Fabien Cloutier en toute délicatesse

Rencontre en Crocs, au-delà du personnage.

Le stationnement est désert devant le centre communautaire de Saint-Marc-des-Carrières, une bourgade de 2 800 âmes perdue à mi-chemin entre Trois-Rivières et Québec. Pour la plupart du monde, Saint-Marc n’est qu’une pancarte croisée sur l’autoroute 40. Mais jeudi, le village était l’escale d’un spectacle de l’humoriste/dramaturge/comédien/auteur Fabien Cloutier, en rodage depuis quelques mois de son prochain et deuxième one man show intitulé Délicat.

En fait, il n’y a que deux voitures dans le stationnement exposé aux bourrasques de fin de tempête : celle de l’hôte des lieux et celle de Fabien Cloutier.

Le premier termine d’installer environ 200 chaises dans la grande salle, l’autre termine de souper dans une pièce au fond servant de loge.

Fabien Cloutier m’accueille en vêtements décontractés et en Crocs avant de s’échouer dans un sofa en face de moi.

Il achève une série de spectacles préparatoires, à l’aube d’une tournée provinciale qui s’ébranlera sous peu aux quatre coins de la province. Il vient aussi de sortir un recueil de chroniques intitulé L’allégorie du tiroir à ustensiles (Lux Éditeur, deuxième ouvrage du genre qui cartonne en librairie). C’est sans compter ses rôles à la télévision et passages appréciés au micro de Paul Arcand.  Bref, notre Léo national ne chôme pas.

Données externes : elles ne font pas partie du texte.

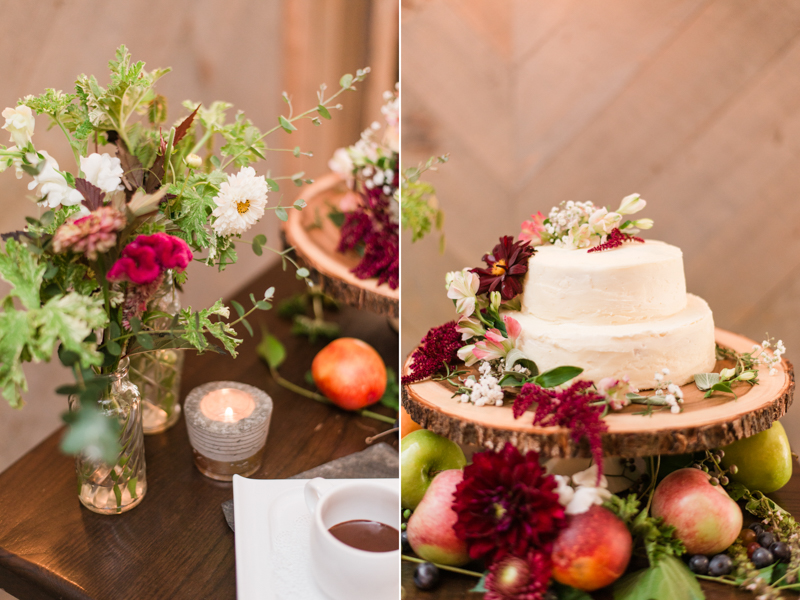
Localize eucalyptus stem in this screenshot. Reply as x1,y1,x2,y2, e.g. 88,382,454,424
402,554,483,579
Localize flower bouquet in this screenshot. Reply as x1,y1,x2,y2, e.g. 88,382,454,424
0,46,368,512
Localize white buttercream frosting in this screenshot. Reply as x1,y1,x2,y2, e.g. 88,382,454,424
522,240,686,325
514,296,716,389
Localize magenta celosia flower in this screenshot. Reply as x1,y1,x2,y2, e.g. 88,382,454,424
107,233,192,285
484,551,553,600
588,227,644,252
519,212,547,246
53,206,125,260
453,443,565,562
403,321,464,384
513,381,608,481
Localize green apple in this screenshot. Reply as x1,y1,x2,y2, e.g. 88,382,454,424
721,421,792,494
400,429,467,510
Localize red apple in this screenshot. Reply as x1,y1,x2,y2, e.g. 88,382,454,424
650,469,742,556
553,505,633,592
311,338,386,410
406,469,469,566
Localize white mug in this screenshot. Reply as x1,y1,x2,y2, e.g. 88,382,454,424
305,477,400,600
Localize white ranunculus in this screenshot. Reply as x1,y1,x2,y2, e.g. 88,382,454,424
211,167,269,236
81,153,123,194
3,106,36,148
28,150,83,208
617,194,647,215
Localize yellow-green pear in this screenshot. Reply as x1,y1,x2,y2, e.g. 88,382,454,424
721,421,792,494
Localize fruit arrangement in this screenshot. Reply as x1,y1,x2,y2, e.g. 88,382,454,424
400,412,800,600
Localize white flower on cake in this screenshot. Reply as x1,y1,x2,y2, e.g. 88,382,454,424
28,150,83,208
445,269,481,317
554,465,611,515
211,167,269,236
81,152,123,194
3,106,36,148
461,361,503,406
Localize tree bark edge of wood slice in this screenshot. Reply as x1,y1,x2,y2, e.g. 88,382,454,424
402,329,795,458
282,173,400,319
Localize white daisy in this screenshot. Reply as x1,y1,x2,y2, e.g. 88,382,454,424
211,167,269,236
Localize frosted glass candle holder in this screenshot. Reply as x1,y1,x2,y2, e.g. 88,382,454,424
183,381,272,481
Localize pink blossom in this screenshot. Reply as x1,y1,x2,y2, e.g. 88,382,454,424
519,212,546,246
473,315,522,360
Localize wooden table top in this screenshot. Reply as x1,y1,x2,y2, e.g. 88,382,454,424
401,462,800,600
0,266,399,600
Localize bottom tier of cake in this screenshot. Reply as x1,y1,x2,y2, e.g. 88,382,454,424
513,294,715,389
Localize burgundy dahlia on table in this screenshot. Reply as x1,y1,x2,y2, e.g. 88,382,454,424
453,444,565,574
403,321,464,385
513,381,608,481
472,235,536,302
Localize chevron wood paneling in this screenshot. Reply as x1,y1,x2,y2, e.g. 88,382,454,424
402,0,800,447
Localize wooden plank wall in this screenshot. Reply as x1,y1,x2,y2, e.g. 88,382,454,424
0,0,399,488
402,0,800,448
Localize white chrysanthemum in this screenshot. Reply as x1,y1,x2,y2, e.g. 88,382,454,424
211,167,269,235
28,150,83,208
3,106,36,148
81,152,123,194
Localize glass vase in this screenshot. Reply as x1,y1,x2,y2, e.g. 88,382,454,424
130,276,184,435
70,358,147,515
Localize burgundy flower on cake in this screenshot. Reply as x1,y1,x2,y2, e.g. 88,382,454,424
403,321,464,384
587,227,644,252
108,233,192,285
472,235,535,302
513,381,608,481
484,551,552,600
453,444,565,562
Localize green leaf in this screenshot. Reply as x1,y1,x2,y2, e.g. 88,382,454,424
614,556,705,600
536,366,583,388
553,582,592,600
231,300,245,317
380,368,400,410
256,329,286,369
694,373,719,392
278,115,297,133
339,73,353,89
0,239,47,309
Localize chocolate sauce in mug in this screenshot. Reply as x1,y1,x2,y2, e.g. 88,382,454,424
328,519,400,552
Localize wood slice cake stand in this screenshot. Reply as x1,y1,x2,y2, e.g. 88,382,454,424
283,173,400,319
403,329,794,458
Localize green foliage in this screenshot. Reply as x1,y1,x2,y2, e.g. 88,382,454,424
603,494,686,568
614,556,705,600
178,300,242,358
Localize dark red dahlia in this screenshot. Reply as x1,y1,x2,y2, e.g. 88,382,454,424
513,381,608,481
472,235,536,302
588,227,644,252
484,551,552,600
453,444,565,562
403,321,464,385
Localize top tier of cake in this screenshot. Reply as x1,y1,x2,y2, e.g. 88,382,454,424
522,240,686,325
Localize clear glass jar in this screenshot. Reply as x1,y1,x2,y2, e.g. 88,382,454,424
130,275,184,435
69,358,147,515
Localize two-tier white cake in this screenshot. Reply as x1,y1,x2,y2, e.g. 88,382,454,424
513,240,715,389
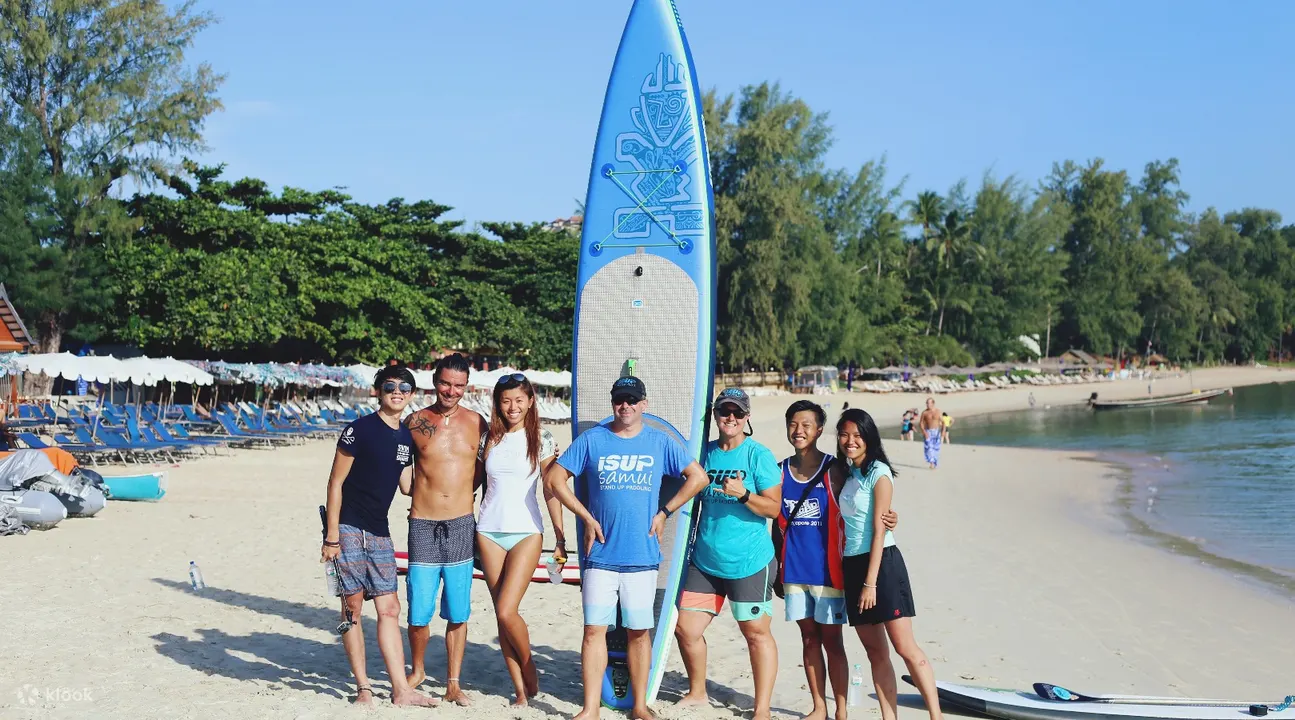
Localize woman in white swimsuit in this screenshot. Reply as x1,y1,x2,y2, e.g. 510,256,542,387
477,373,566,706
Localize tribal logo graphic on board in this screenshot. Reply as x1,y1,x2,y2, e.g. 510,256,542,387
613,53,706,238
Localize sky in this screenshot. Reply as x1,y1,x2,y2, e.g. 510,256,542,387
188,0,1295,227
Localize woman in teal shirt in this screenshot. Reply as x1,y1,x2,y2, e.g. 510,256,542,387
837,408,941,720
675,387,782,720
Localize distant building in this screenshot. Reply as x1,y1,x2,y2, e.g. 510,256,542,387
0,282,36,352
544,215,584,234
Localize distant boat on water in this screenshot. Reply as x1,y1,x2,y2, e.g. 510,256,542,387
1088,387,1232,411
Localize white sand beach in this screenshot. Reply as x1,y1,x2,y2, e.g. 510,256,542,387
0,369,1295,720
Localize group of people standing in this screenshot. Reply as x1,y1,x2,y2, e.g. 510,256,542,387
313,355,940,720
899,396,953,470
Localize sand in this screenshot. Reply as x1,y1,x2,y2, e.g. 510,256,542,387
0,369,1295,720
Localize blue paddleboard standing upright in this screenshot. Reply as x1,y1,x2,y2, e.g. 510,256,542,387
571,0,716,708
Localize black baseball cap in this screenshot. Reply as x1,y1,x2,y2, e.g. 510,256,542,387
715,387,751,414
611,377,648,403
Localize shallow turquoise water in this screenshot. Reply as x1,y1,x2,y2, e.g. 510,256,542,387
953,383,1295,575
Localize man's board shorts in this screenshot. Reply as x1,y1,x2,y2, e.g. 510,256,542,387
580,567,657,629
842,545,917,627
679,558,778,622
337,524,396,600
405,514,477,628
782,583,846,625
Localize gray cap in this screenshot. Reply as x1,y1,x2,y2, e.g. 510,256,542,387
715,387,751,414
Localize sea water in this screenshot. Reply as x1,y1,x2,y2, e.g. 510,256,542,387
948,383,1295,576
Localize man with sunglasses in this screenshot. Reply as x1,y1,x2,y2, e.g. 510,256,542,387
405,352,487,706
544,377,708,720
320,365,439,706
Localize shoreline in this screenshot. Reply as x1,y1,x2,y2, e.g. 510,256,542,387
1092,455,1295,598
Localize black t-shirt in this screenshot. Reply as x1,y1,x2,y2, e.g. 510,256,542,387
337,413,413,536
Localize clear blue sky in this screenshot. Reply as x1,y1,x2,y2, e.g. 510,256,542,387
190,0,1295,230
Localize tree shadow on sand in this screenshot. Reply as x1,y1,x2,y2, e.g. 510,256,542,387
153,578,583,715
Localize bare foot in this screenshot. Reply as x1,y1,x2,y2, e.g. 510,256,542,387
444,682,473,707
675,693,711,707
391,688,440,707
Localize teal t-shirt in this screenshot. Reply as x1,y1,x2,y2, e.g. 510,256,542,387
693,438,782,580
838,460,895,556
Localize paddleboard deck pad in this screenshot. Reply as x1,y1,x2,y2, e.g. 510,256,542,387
571,0,715,708
904,675,1295,720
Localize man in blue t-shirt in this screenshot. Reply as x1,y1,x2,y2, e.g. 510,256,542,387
320,365,439,707
544,377,710,720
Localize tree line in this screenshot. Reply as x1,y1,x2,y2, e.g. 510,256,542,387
0,0,1295,369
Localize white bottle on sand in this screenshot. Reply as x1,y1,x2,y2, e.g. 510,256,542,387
544,554,562,585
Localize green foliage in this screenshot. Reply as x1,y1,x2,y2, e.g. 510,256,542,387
0,0,221,351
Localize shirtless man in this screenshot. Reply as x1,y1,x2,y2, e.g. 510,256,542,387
922,398,944,470
405,352,487,706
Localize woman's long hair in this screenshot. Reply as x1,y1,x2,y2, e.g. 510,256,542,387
486,377,540,470
837,408,899,477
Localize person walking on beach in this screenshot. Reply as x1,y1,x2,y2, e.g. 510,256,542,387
917,398,944,470
477,373,566,706
773,400,899,720
320,366,440,707
405,352,486,706
544,377,707,720
837,409,943,720
675,387,782,720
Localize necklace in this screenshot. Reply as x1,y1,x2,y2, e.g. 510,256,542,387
433,405,464,425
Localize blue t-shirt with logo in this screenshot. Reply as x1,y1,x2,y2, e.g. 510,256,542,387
337,413,413,536
558,425,693,572
693,438,782,580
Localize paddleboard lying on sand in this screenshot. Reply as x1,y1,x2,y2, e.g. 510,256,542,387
104,473,166,501
571,0,715,708
396,550,580,585
904,675,1295,720
0,489,67,530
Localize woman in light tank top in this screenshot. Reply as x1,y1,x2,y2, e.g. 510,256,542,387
477,373,566,706
837,408,943,720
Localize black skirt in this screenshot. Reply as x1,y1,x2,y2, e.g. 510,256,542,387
842,545,917,627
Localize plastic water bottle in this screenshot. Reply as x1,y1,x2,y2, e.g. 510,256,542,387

« Je suis pas loin de mon show. La réception est bonne », tranche-il, se remémorant celui donné au mythique Vieux Clocher de Magog, dont le l’accueil chaleureux lui a servi de baromètre réconfortant.

Portrait photo de Fabien Cloutier.

Même si le spectacle achève de prendre forme, Fabien Cloutier se permet encore de casser du nouveau matériel. Ce soir, il essayera une ou deux minutes de contenu neuf.

Lors de son premier one man show d’humour, Assume, il n’avait pas rodé autant ses numéros en salle avant de se lancer. Par déformation professionnelle, peut-être, pour cet habitué du théâtre où l’on se lance rapidement dans le bain devant public.

« Mais je ne renie rien [de mon premier spectacle], ça ne sert à rien. Je fais peut-être plus attention aux gens que je nomme », souligne Fabien, un brin mal à l’aise avec l’idée de cibler personnellement des personnalités dans ses numéros. Ce qu’il a fait un peu dans le premier, notamment en raillant l’animatrice Saskia Thuot avec son personnage grivois.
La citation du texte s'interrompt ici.